Much of the remains had deteriorated, University of Florida forensic anthropologist Phoebe Stubblefield told the Associated Press. Stubblefield, a descendant of a massacre survivor, is helping with the excavation.

“Those skeletal remains are not in great condition,” state archaeologist Kary Stackelbeck said. “They’re not the worst condition we have seen.. but they’re not the best.”

While researchers have to remain cautious, Stackelbeck told the AP, “we have a high degree of confidence that this is one of the locations we were looking for.”

Neither the coffins nor the remains have been moved. Another set of remains were found nearby on Tuesday.

The discovery marks the latest turn in a nearly century-long saga, which began when a white mob attempted to lynch a young Black man over allegations he attacked a white woman. A group of Black men defended the boy against the mob, sparking a fight that the mob escalated into a two-day long riot. White vigilantes, alongside Tulsa police and the National Guard, razed the Greenwood District, a Black neighborhood so prosperous it was known at the time as Black Wall Street.

Over the course of May 31 and June 1, 1921, up to 300 Black Tulsans were killed and many more displaced. Forty square blocks of Greenwood—home to residential areas and thriving Black businesses—were burned to the ground.

As the New York Times reports, city officials forbade funerals, and victims of the racial violence were buried hastily “without death certificates or other records.”

Scott Ellsworth, a University of Michigan historian who has worked on the recovery of the Tulsa riot graves for decades, told the AP in December that many victims were buried in mass graves while their surviving family members were detained under martial law. The survivors were never told “whether their loved one died or where they were buried” the AP writes.

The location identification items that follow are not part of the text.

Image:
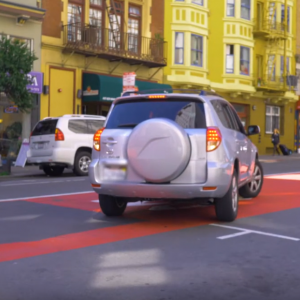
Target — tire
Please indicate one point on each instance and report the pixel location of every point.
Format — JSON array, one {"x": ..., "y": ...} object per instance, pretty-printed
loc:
[
  {"x": 227, "y": 207},
  {"x": 253, "y": 188},
  {"x": 112, "y": 206},
  {"x": 81, "y": 164},
  {"x": 53, "y": 171}
]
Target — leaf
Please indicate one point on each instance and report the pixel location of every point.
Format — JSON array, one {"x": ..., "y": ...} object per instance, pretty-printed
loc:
[{"x": 16, "y": 60}]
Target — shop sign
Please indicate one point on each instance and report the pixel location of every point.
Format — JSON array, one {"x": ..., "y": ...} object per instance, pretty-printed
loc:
[
  {"x": 11, "y": 110},
  {"x": 129, "y": 81},
  {"x": 90, "y": 92},
  {"x": 36, "y": 86}
]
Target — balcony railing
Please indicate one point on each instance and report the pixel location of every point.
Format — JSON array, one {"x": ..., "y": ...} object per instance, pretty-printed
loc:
[
  {"x": 268, "y": 27},
  {"x": 115, "y": 46}
]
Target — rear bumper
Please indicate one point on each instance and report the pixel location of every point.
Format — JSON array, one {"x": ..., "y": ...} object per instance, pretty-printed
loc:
[
  {"x": 58, "y": 157},
  {"x": 219, "y": 176}
]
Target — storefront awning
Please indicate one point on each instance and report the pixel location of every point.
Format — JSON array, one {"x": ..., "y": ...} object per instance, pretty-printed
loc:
[{"x": 107, "y": 88}]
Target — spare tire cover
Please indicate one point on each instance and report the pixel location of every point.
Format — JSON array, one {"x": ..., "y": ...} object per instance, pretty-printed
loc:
[{"x": 158, "y": 150}]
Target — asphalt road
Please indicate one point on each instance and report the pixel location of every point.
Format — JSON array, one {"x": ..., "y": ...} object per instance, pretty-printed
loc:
[{"x": 63, "y": 247}]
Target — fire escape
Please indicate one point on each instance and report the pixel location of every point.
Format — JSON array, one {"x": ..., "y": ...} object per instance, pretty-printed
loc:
[{"x": 275, "y": 35}]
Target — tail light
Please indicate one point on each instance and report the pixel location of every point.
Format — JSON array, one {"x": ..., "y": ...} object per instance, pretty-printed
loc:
[
  {"x": 97, "y": 139},
  {"x": 59, "y": 136},
  {"x": 213, "y": 138}
]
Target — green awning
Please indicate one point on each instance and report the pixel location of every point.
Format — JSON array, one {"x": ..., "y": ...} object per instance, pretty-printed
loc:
[{"x": 107, "y": 88}]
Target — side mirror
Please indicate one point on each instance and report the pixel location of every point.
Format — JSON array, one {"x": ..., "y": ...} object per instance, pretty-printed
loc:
[{"x": 253, "y": 130}]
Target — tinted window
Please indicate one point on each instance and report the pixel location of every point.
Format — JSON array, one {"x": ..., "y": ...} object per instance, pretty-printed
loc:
[
  {"x": 95, "y": 125},
  {"x": 222, "y": 114},
  {"x": 185, "y": 112},
  {"x": 45, "y": 127},
  {"x": 78, "y": 126}
]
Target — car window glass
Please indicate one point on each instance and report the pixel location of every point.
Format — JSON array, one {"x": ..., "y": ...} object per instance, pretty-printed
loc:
[
  {"x": 45, "y": 127},
  {"x": 95, "y": 125},
  {"x": 222, "y": 114},
  {"x": 185, "y": 112},
  {"x": 78, "y": 126}
]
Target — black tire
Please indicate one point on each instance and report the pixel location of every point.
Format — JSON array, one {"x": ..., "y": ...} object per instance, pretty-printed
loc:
[
  {"x": 53, "y": 171},
  {"x": 253, "y": 188},
  {"x": 112, "y": 206},
  {"x": 227, "y": 207},
  {"x": 81, "y": 163}
]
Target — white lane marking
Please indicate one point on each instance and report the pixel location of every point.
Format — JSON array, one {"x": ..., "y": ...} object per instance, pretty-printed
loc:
[
  {"x": 256, "y": 232},
  {"x": 45, "y": 196},
  {"x": 20, "y": 218}
]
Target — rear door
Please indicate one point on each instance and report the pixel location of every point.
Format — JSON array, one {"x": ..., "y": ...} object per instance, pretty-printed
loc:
[{"x": 43, "y": 138}]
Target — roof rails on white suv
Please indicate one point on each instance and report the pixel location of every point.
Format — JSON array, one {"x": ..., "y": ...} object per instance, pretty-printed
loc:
[{"x": 77, "y": 116}]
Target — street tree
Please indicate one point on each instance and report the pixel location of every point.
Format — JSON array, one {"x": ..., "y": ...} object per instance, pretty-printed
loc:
[{"x": 16, "y": 61}]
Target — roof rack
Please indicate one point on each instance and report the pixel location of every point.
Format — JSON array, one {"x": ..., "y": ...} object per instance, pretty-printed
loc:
[{"x": 171, "y": 91}]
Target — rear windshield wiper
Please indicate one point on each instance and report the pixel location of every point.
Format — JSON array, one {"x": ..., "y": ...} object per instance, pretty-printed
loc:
[{"x": 131, "y": 125}]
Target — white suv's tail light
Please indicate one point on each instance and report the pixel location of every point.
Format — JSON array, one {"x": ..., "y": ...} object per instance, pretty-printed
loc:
[
  {"x": 97, "y": 139},
  {"x": 213, "y": 138}
]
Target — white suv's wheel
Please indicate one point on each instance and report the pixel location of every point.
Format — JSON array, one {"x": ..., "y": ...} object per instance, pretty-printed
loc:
[
  {"x": 227, "y": 207},
  {"x": 112, "y": 206}
]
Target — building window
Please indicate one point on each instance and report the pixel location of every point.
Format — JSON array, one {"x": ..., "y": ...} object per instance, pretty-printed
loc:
[
  {"x": 75, "y": 18},
  {"x": 199, "y": 2},
  {"x": 282, "y": 67},
  {"x": 230, "y": 8},
  {"x": 134, "y": 25},
  {"x": 288, "y": 16},
  {"x": 271, "y": 68},
  {"x": 245, "y": 9},
  {"x": 272, "y": 118},
  {"x": 272, "y": 15},
  {"x": 196, "y": 50},
  {"x": 96, "y": 21},
  {"x": 245, "y": 61},
  {"x": 179, "y": 47},
  {"x": 229, "y": 58}
]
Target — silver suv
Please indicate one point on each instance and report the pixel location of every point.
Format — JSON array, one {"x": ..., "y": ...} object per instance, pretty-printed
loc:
[{"x": 189, "y": 146}]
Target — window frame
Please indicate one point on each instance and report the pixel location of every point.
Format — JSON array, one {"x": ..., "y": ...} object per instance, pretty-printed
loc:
[
  {"x": 179, "y": 48},
  {"x": 198, "y": 51},
  {"x": 272, "y": 115},
  {"x": 242, "y": 60},
  {"x": 249, "y": 9},
  {"x": 232, "y": 55},
  {"x": 230, "y": 5}
]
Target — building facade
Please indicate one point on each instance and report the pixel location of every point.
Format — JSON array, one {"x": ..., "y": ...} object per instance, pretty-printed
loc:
[
  {"x": 87, "y": 46},
  {"x": 21, "y": 20},
  {"x": 238, "y": 49}
]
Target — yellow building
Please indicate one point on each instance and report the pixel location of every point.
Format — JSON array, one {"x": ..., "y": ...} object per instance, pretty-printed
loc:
[
  {"x": 86, "y": 48},
  {"x": 238, "y": 48}
]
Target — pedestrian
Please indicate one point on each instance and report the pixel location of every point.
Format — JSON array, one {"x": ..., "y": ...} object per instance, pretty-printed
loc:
[{"x": 275, "y": 141}]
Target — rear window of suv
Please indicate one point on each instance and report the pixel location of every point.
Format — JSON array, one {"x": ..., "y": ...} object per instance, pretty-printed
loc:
[
  {"x": 185, "y": 112},
  {"x": 45, "y": 127}
]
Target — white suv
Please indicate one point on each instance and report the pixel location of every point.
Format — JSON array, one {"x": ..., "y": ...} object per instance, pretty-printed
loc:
[{"x": 64, "y": 142}]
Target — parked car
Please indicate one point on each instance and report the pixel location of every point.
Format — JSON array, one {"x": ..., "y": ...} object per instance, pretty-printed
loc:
[
  {"x": 174, "y": 146},
  {"x": 64, "y": 142}
]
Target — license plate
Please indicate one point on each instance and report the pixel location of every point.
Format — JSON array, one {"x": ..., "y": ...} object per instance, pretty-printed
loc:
[{"x": 114, "y": 173}]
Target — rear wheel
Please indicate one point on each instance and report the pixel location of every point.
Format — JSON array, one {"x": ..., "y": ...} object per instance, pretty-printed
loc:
[
  {"x": 53, "y": 171},
  {"x": 227, "y": 207},
  {"x": 112, "y": 206},
  {"x": 253, "y": 188},
  {"x": 82, "y": 162}
]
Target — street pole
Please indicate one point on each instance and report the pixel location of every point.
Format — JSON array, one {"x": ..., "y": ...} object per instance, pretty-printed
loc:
[{"x": 285, "y": 42}]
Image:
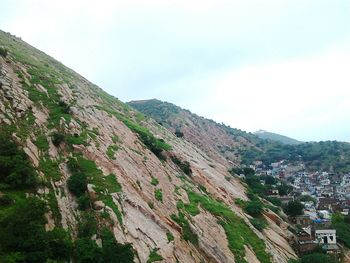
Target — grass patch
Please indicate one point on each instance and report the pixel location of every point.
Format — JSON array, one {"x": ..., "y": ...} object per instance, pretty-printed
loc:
[
  {"x": 154, "y": 256},
  {"x": 152, "y": 143},
  {"x": 158, "y": 195},
  {"x": 187, "y": 233},
  {"x": 237, "y": 231},
  {"x": 111, "y": 151},
  {"x": 42, "y": 143},
  {"x": 183, "y": 165},
  {"x": 154, "y": 181},
  {"x": 50, "y": 168},
  {"x": 169, "y": 236},
  {"x": 115, "y": 139}
]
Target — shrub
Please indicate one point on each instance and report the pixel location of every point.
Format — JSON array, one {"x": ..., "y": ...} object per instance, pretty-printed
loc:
[
  {"x": 254, "y": 208},
  {"x": 158, "y": 195},
  {"x": 23, "y": 235},
  {"x": 15, "y": 169},
  {"x": 64, "y": 107},
  {"x": 77, "y": 184},
  {"x": 317, "y": 258},
  {"x": 111, "y": 151},
  {"x": 169, "y": 236},
  {"x": 294, "y": 208},
  {"x": 154, "y": 256},
  {"x": 83, "y": 202},
  {"x": 86, "y": 250},
  {"x": 274, "y": 200},
  {"x": 41, "y": 142},
  {"x": 258, "y": 223},
  {"x": 183, "y": 165},
  {"x": 112, "y": 251},
  {"x": 187, "y": 232},
  {"x": 179, "y": 133},
  {"x": 3, "y": 52},
  {"x": 57, "y": 139},
  {"x": 154, "y": 181}
]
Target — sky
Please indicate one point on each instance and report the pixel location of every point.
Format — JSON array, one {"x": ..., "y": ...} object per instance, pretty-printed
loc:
[{"x": 276, "y": 65}]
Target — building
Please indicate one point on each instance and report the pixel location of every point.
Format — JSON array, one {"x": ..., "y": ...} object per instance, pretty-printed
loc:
[{"x": 326, "y": 236}]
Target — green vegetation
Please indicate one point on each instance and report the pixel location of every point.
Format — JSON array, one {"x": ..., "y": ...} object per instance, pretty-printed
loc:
[
  {"x": 315, "y": 258},
  {"x": 237, "y": 232},
  {"x": 115, "y": 139},
  {"x": 162, "y": 112},
  {"x": 276, "y": 137},
  {"x": 258, "y": 223},
  {"x": 157, "y": 146},
  {"x": 158, "y": 195},
  {"x": 86, "y": 171},
  {"x": 154, "y": 256},
  {"x": 316, "y": 155},
  {"x": 294, "y": 208},
  {"x": 16, "y": 172},
  {"x": 23, "y": 235},
  {"x": 254, "y": 208},
  {"x": 154, "y": 181},
  {"x": 77, "y": 183},
  {"x": 169, "y": 236},
  {"x": 57, "y": 138},
  {"x": 183, "y": 165},
  {"x": 3, "y": 52},
  {"x": 41, "y": 142},
  {"x": 111, "y": 151},
  {"x": 50, "y": 168},
  {"x": 179, "y": 133},
  {"x": 86, "y": 249},
  {"x": 187, "y": 232}
]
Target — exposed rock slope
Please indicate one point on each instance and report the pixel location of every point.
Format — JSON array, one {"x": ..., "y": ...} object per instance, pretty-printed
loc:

One exception is the “Original 18”—victims identified in a ledger from a white-owned funeral home billing the city for a group of burials. The document listed the names of 13 victims, and another five unnamed ones, noting the cause of death was “gunshot wounds.” But it didn’t list where the victims had been buried.

Researchers believe the site where the mass grave was discovered on Wednesday could be where some of the “Original 18” are buried.

City officials hope the discovery of the victims can provide some sense of closure to a city that has long struggled to grapple with its racist past, particularly as the violence of 1921 receives more international attention. The massacre has been a central part of two recent TV shows, Watchmen and Lovecraft Country, and NBA stars LeBron James and Russell Westbrook are producing two separate documentaries on the crisis.

But Tulsa native Damario Solomon-Simmons, an attorney who is currently representing living survivors of the massacre in a lawsuit, says the city needs to go even further with its reckoning.

“Nearly 100 years after the massacre, Black people in Tulsa are far more likely than their white counterparts to experience poverty, police violence, and incarceration,” Solomon-Simmons wrote in a recent op-ed for The Root. He noted that two survivors of the massacre, 105-year-old Lessie Benningfield Randle and 106-year-old Viola Fletcher have “yet to receive a cent” for the losses they’ve endured, in spite of the government’s role in perpetuating the massacre.

In the meantime, Greenwood itself has yet to recover from the devastation. Earlier this year, the neighborhood’s chamber of commerce started a GoFundMe to help rebuild “Black Wall Street.” As of October 22, it had raised a little more than $36,000 of its $1 million goal.

“The fires will continue to burn,” Solomon-Simmons wrote, “unless people with public platforms—whether in the entertainment industry, in government office, on the campaign trail—use their voice and power to support the Black Tulsa community’s fight for reparations.”